Phosphorus is a chemical element of symbol P which was discovered in 1669 by the German alchemist Hennig Brandt.
In the human body, this trace element is found in bones and teeth, which it helps to strengthen.
Phosphorus is present in foods such as sardines, dates, wheat germ and some cheeses.
Phosphorus deficiencies can be detected by blood or urine tests.
In the blood, phosphorus concentrations should be between 31 and 37 mg/L. Below these concentrations, we speak of hypophosphatemia (phosphorus deficiency in the blood). This metabolic disorder is mainly observed in cases of rickets, vitamin D deficiency and hyperparathyroidism.
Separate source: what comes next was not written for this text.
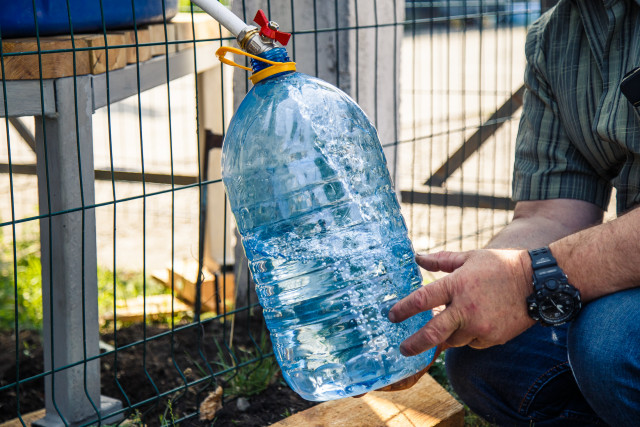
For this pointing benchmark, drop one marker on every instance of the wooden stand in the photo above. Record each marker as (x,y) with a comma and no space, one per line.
(423,405)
Excessive levels of phosphorus in the blood (hyperphosphatemia) have the opposite effect to that of phosphorus deficiency. Hyperphosphatemia is also found in cases of kidney failure.
The amount of phosphorus in the urine should be between 40 and 800 mg over 24 hours.
If the values are lower than normal, this is called hypophosphaturia (phosphorus deficiency in the urine). This is the case in people on a low-protein or dairy-free diet.
On the other hand, when the amount of phosphorus in the urine is higher than 800 mg over 24 hours, this is called hyperphosphaturia. This is found in people with high phosphorus diets. Hyperphosphaturia can cause bone destruction, hyperparathyroidism and vitamin D resistant familial rickets.
Phosphorus is a trace element necessary for the solidity of bones. It is also present in the cells and participates in the proper functioning of certain enzymatic reactions.
A lack of phosphorus can be caused by a diet low in protein.
Phosphorus contributes to a normal energy metabolism.